About Data in ML

ML practitioners spend far more time evaluating, cleaning, and transforming data than building models.

numerical data
categorical data

Numerical Data

This unit focuses on numerical data, meaning integers or floating-point values that behave like numbers. That is, they are additive, countable, ordered, and so on.

Feature Vector

The feature vector is input during training and during inference. A feature Vector is an array of feature values comprising an example.

Feature Vectors seldom use the dataset’s raw values. Instead, you must typically process the dataset’s values into representations that your model can better learn from. This process is called feature engineering.

Every value in a feature vector must be a floating-point value. However, many features are naturally strings or other non-numerical values.
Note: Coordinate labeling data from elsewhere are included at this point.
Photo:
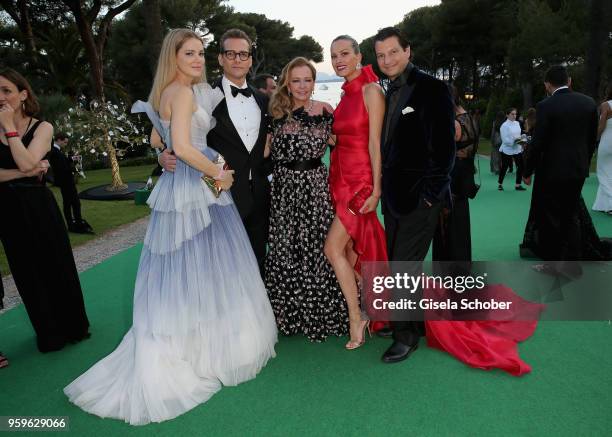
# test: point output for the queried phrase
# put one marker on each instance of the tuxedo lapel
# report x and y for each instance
(262, 102)
(221, 114)
(405, 94)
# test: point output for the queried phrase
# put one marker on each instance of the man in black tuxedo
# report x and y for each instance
(418, 151)
(560, 154)
(64, 179)
(240, 136)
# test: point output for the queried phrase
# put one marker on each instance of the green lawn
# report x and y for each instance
(102, 215)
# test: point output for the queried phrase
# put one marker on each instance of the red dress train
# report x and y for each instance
(351, 170)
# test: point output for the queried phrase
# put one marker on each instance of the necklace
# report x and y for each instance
(309, 106)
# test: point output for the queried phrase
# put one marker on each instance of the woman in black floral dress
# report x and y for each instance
(302, 286)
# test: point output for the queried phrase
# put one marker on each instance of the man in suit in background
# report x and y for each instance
(64, 179)
(265, 84)
(560, 154)
(240, 136)
(418, 151)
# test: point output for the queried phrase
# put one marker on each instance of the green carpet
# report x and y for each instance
(321, 389)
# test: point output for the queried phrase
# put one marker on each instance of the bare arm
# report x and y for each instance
(375, 104)
(12, 174)
(181, 111)
(603, 118)
(26, 158)
(156, 141)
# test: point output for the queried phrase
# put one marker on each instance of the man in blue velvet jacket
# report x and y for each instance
(418, 151)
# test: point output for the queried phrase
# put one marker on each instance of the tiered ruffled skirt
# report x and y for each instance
(201, 316)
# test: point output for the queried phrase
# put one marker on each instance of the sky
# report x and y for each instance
(326, 19)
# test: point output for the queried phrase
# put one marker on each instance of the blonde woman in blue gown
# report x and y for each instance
(201, 315)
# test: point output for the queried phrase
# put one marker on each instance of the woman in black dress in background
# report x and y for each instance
(32, 229)
(302, 287)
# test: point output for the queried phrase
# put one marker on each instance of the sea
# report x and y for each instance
(330, 95)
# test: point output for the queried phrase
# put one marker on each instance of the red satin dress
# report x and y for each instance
(486, 344)
(350, 171)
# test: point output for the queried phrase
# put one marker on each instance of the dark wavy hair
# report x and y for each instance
(30, 105)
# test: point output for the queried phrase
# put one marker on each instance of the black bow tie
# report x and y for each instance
(246, 92)
(393, 87)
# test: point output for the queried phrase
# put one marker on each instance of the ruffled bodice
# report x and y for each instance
(181, 197)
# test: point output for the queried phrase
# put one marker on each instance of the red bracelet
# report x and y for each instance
(220, 175)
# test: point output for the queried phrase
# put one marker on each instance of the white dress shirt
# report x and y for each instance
(244, 113)
(509, 132)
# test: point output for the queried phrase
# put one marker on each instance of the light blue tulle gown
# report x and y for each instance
(201, 315)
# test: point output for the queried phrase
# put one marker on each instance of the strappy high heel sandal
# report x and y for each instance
(352, 344)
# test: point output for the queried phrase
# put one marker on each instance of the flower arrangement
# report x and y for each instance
(103, 128)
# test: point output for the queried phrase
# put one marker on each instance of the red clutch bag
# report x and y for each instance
(357, 201)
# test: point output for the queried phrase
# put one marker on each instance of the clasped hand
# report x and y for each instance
(168, 161)
(38, 171)
(7, 113)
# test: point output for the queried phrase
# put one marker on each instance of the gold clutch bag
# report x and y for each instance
(211, 182)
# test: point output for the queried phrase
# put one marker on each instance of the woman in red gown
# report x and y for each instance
(355, 235)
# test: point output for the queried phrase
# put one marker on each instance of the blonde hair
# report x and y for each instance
(281, 103)
(166, 64)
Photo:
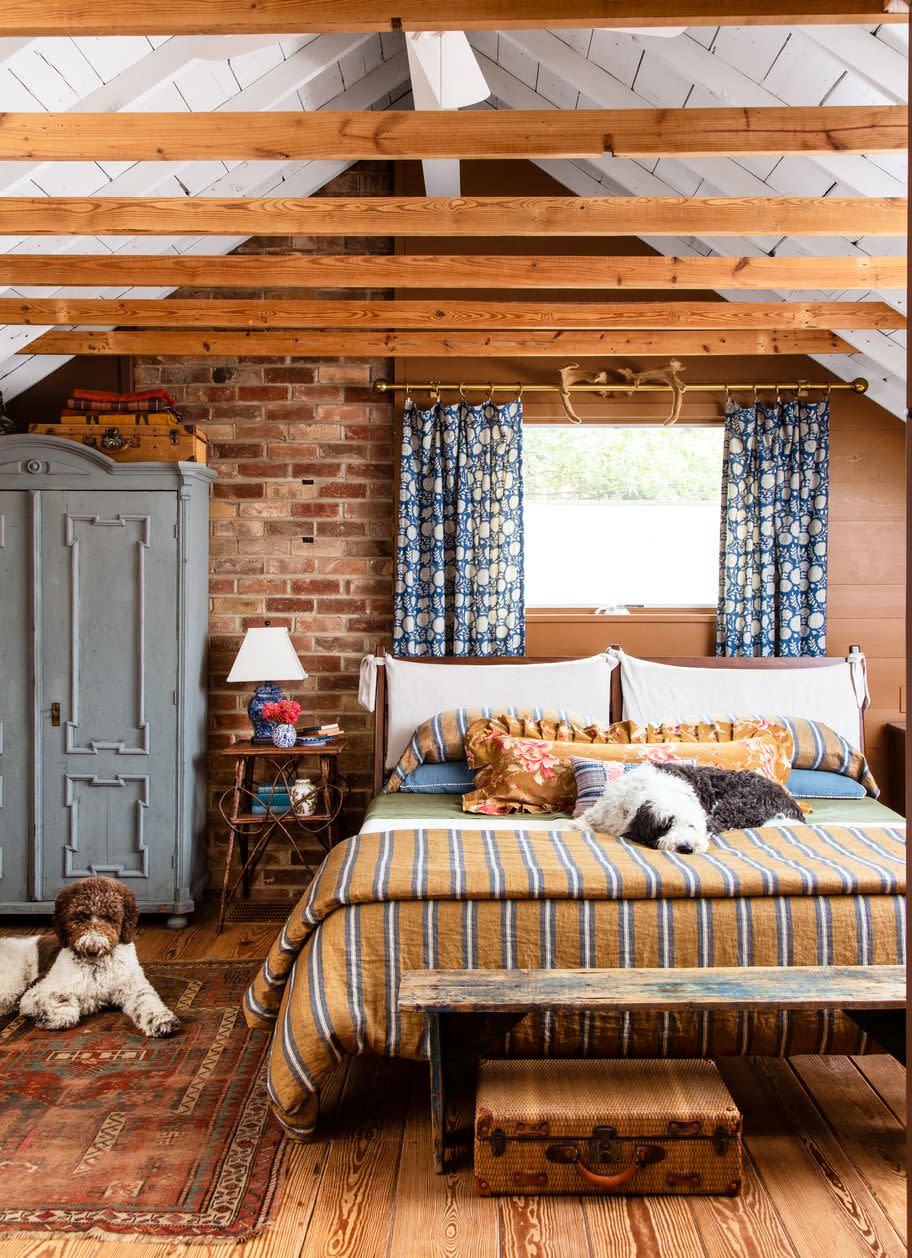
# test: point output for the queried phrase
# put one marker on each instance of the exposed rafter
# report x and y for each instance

Consequently, a large part of feature engineering is representing non-numerical values as numerical values.

The most common feature engineering techniques are:

Normalization: Converting numerical values into a standard range.
Binning (also referred to as bucketing): Converting numerical values into buckets of ranges.

Data Process

Visualize your data

Visualizations help you continually check your assumptions. Use Pandas for visualization:

Working with Missing Data: pandas Documentation
Visualizations pandas Documentation

Statistically evaluate your data

Use Pandas describe()

Find outliers

Categorical Data

Categorical Data include numbers that behave like categories.